We have successfully employed a non-virus display system based on bacterial thioredoxin as an immunogenicity-providing scaffold protein. Previously, we demonstrated that multi-peptide insertions of the 20-38 HPV16 L2 epitope into the active-site loop of E. coli thioredoxin creates an immunogen that elicits in vitrodetectable cross-neutralization in mice (18). These studies, however, were performed with high antigen doses (up to 100 µg) formulated in human-incompatible Freund’s adjuvant. Furthermore, cross-neutralization was not extended to notable high-risk (HR) HPV types including HPV31. We recently showed that a trivalent mixture of monovalent E. coli thioredoxin-L2 antigens bearing L2(20-38) epitopes from HPV16, HPV31 and HPV51 elicits a broader and more robust neutralization than individual monovalent antigens (19). We also showed that Trx-HPV16-L2 based on a far-divergent and hyperthermostable thioredoxin from Pyrococcus furiosus is as immunogenic as E. coli Trx-L2, but comes with the added benefits of (a) reduced cross-reactivity with human thioredoxin; (b) a simplified purification; and (c) a strikingly increased thermal stability (>12 h at 100°C, apparent Tm>95°C) (20). Taking into account the above scaffold improvement, the availability of different neutralization assays and the need for a L1-VLP comparison, we present here the results of a comprehensive immunization study evaluating the relative performance of monovalent P. furiosus thioredoxin-HPV16 L2(20-38)3 (PfTrx-16L2), a mixture of thioredoxin-L2 antigens derived from HPV16, 31, 51 (PfTrx-L2 mix), and HPV16-L1-VLPs. The PfTrx-L2 antigens were administered at moderate doses and formulated in the human-compatible adjuvant aluminum hydroxide-monophosphoryl lipid A (MPLA).

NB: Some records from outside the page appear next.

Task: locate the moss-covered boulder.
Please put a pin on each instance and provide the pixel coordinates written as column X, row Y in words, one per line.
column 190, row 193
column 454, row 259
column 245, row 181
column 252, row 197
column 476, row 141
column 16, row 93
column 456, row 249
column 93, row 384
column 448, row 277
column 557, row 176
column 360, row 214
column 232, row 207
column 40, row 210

Neutralization was monitored in vitro using the L1- and the L2-pseudovirion-based neutralization assays (PBNA) and in vivo utilizing the cervico-vaginal challenge and passive transfer mouse model. Similarly protective responses for PfTrx-16L2 and PfTrxL2 mix, both broader than those attained with HPV16-L1-VLPs, were revealed by the challenge assay. However, passive transfer experiments and especially the L1-PBNA highlighted the more prominent cross-protection achieved with the PfTrx-L2 mix compared to PfTrx-16L2 and HPV16-L1-VLPs.



Materials and Methods

Expression and purification of the Trx-L2 proteins PfTrx-L2 constructs were generated by subcloning chemically synthesized sequences (Eurofins MWG Operon) coding for HPV16-, HPV31- and HPV51-L2(20-38)3 polypeptides into the CpoI site of an engineered version of Pyrococcus furiosus thioredoxin inserted into a 6xHis-tag-lacking pET-PfTrx plasmid. The resulting constructs were used for recombinant expression and one-step heat purification of the three Trx-L2 proteins as described previously (20). The composition and purity of protein preparations were assessed by electrophoretic analysis on 11-15% SDS-polyacrylamide gels and MALDI-TOF analysis. Protein concentration was determined by A280 measurements using calculated extinction coefficients as well as with the use of a Qubit® 2.0 Fluorometer (Life Technologies).

Expression and purification of HPV16-L1-VLPs Trichoplusia ni (TN) High Five cells (Invitrogen) were cultivated in Ex-CellTM 405 serumfree medium (SAFC Biosciences) at 27°C. Papillomavirus VLPs were produced as described previously (21). Purity and L1 content of individual fractions were assessed by SDS-PAGE and Coomassie-staining. Capsid quality was verified by electron microscopy.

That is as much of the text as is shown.